As reported by ELearning Inside, some edtech companies have introduced automated advising platforms that help match students to potential universities based on interests, affordability and other factors. Other tools make it easier for students to track their progress in working toward a degree or provide warnings when issues with grades or attendance occur. Darkroom’s own tool, Spark, that we created for the University of North Carolina, personalizes the student onboarding experience—making it easier for students to locate helpful information relevant to their character traits, academic interests, and career goals.

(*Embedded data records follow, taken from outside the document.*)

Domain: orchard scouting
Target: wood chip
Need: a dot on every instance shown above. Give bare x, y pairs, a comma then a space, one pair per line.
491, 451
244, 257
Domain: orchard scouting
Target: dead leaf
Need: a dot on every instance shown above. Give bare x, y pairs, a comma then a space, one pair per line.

These tools are often able to reduce the need for a human advisor, improving affordability for the student while also saving time for all parties. However, this doesn’t mean that the human element is eliminated altogether. The purpose of assistive technologies is to provide a more accessible and on-demand experience for students that need immediate assistance with certain issues. Designed for university staff, these technologies aid administrators in providing information on students and are set up to contact or transfer conversations to a living, breathing person for more complex or urgent concerns.
While cost and time savings are certainly a valuable benefit of such tools, the biggest benefit of edtech and admin bots is that they will allow teachers, administrators and counselors to devote more time and attention to the issues that need it most.

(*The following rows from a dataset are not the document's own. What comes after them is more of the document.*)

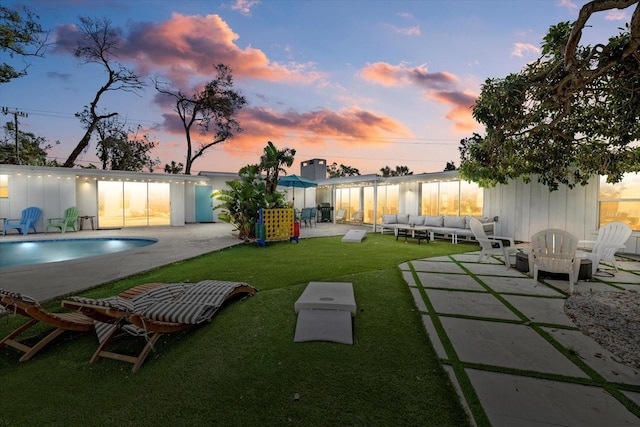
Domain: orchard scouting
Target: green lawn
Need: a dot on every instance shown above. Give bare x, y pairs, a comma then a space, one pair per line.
244, 367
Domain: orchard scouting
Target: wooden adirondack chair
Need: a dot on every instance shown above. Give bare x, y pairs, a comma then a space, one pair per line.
69, 221
611, 238
554, 251
27, 221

Greater Preparation for Tech-Infused Jobs
As much as edtech can streamline experiences in the classroom and off campus, it won’t truly fulfill its purpose if it doesn’t leave students better prepared for the tech-enabled world they are about to enter.
Data from the American College President Study indicates that only 12 percent of college presidents think they need to make institutional research in information technology a priority. There is clearly a lot of work left to do, particularly in providing opportunities to minorities and ensuring that there is a solid foundation of computer science education in primary schools.

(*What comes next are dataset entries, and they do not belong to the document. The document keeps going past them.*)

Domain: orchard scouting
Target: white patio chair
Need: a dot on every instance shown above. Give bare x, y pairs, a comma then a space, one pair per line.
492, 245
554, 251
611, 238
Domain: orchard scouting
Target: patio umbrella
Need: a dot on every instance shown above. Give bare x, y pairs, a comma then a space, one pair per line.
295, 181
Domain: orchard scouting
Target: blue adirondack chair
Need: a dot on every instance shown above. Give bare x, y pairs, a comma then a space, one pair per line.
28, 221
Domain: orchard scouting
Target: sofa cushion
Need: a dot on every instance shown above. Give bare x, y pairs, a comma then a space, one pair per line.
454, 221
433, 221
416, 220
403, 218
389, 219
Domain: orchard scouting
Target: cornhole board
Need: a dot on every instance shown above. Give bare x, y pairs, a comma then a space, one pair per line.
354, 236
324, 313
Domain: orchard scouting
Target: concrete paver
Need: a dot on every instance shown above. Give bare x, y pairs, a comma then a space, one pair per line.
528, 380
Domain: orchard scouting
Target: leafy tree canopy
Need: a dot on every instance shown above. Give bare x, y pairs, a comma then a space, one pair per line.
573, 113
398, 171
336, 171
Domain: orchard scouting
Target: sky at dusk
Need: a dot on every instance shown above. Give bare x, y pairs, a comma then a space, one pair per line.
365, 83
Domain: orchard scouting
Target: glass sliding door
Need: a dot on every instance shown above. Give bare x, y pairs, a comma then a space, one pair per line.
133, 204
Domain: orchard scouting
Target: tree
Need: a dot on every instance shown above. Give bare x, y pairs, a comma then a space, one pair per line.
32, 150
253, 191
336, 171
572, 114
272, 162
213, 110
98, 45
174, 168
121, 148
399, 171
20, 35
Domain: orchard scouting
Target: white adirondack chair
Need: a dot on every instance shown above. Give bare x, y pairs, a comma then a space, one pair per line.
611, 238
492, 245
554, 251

However, movements like Computer Science Education Week are helping to change these attitudes by emphasizing the importance of teaching computer science in both primary and secondary education environments.
After all, it’s hard to argue with stats like the average computer science major earning 40 percent more over their lifetime than the college average graduate, or that computing and mathematics are expected to have the largest annual growth of all STEM jobs. The increase from 39,000 computer science degrees awarded in 2010 to over 64,000 in 2016 is a sign that things are trending in the right direction.
While many universities are lagging behind, more and more are recognizing the value that computer sciences and edtech have for their students’ future career development.
As Will Erstad notes in an article for Rasmussen College, “Even if your job doesn’t require you to have a deep understanding of coding or programming languages, it still helps because you’ll likely need to interact with another person who does. Learning to code, even as a hobby, can give you a common reference point and better understanding of those who tackle some of the more complex programming and coding roles out there.”
From changes in administrative policies to an increased emphasis on using tech in the classroom, it is clear that edtech is poised to bring dramatic changes to the university experience in the years ahead. As these tools continue to disrupt education, more students will be better prepared to deliver real value in the way they use technology in the real world.